Tabouli’s

Max and Dolores sat on the porch at Tabouli’s, down by the Charleston waterfront. Dolores was wearing a sleeveless cerulean linen dress, her hair gathered and tied with a silk ribbon. He was mesmerised by her dark eyes and the half-smile playing around her lips.
“Amancio told me Tango is big in Beirut,” said Dolores. “It seems they have milongas after all; I thought you just imagined Roxanne in her black tankini, lounging next to the infinite edge pool at the Gefinor Rotana!” Dolores leaned in and sipped her Pimm’s. “What did you imagine in Florida?”
Max saw reality refracted through the prism of imagination. “Ovidio must have realized the FBI was closing in when Fairouz appeared at the iDanze Studio in the wake of terrible thunderstorms. He sensed, dancing with her, an unexpected detachment, an immunity to his well-honed advances. Her serious demeanor spoke of a life beyond tango. The next evening, at the house milonga, he must have noticed her whispering into her phone, and the impassive faces of Amancio and his men. My unwitting mention of Gregorio triggered fight or flight. Not one for half-measures, he did both.”

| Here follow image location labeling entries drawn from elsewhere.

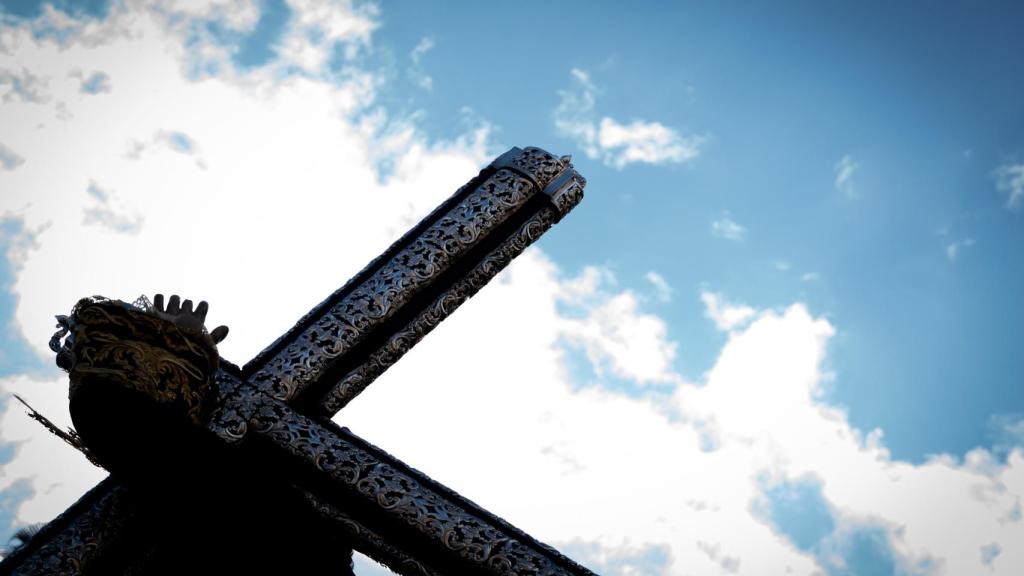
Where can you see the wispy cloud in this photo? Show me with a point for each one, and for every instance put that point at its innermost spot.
(953, 249)
(616, 144)
(1010, 180)
(23, 85)
(728, 229)
(845, 170)
(9, 159)
(726, 316)
(662, 287)
(415, 71)
(108, 211)
(95, 83)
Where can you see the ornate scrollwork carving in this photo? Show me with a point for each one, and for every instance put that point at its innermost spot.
(369, 542)
(74, 547)
(396, 346)
(113, 343)
(401, 497)
(451, 236)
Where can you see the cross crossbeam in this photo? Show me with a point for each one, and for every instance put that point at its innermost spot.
(271, 438)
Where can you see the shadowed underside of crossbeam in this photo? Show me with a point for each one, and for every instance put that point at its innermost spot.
(251, 469)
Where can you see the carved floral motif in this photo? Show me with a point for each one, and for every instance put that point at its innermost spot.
(478, 539)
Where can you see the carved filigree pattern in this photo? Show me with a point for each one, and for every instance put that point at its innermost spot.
(69, 551)
(370, 542)
(356, 380)
(116, 343)
(235, 403)
(310, 353)
(402, 497)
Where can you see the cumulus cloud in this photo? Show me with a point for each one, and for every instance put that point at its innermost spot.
(615, 144)
(646, 479)
(662, 287)
(1010, 180)
(845, 170)
(728, 229)
(725, 315)
(9, 159)
(615, 335)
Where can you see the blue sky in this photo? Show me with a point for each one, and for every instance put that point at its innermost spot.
(853, 171)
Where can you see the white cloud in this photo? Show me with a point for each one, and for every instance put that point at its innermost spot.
(634, 484)
(415, 71)
(662, 287)
(615, 335)
(9, 159)
(615, 144)
(725, 315)
(320, 27)
(845, 170)
(953, 248)
(1010, 180)
(728, 229)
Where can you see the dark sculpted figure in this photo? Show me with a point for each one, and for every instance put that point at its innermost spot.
(182, 315)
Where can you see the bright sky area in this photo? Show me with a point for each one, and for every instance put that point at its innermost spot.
(781, 333)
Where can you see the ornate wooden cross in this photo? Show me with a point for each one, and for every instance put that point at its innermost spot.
(220, 469)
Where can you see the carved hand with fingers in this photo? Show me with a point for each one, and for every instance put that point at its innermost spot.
(188, 320)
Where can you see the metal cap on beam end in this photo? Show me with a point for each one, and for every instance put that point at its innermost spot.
(565, 191)
(553, 175)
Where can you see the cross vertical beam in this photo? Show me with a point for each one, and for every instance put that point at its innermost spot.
(271, 433)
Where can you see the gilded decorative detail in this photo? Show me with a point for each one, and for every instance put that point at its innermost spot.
(145, 348)
(115, 343)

“Ovidio pursued the refuge offered by tango,” Dolores said, “we do too, for other reasons. Fairouz was helping us, of course, just as we helped her with humanitarian aid in East Africa. I remember Ovidio back in the Hotel Fakir, in his red shirt, black pants and bare feet, the epitome of Tango authority. I noticed a cobra tatoo on his wrist when he came to the bar. I texted Amancio, and his men flew into Charleston the next day. But it was too late.”
“Ovidio threw the Molotov cocktail into the Hotel Fakir, to kill Ignatio?”
“An assassin, yes.” Dolores said. “But it’s finished now.” She paused and fingered her glass tentatively. “You should know, Max; I’ve been disappointed with Tango lately. Too many leaders are boring, cold, and clueless, machine-like in their embrace! Tango without passion is like guzzling warm champagne: no taste and no fun, a mere pretense of elegance. I was almost in tears listening to your Florida story! I felt the humid warmth of the wetlands and shuddered at the sudden thunderstorms. Too bad I wasn’t there.”
She sat back in her chair and smiled.
“Tell me about your last best dance.”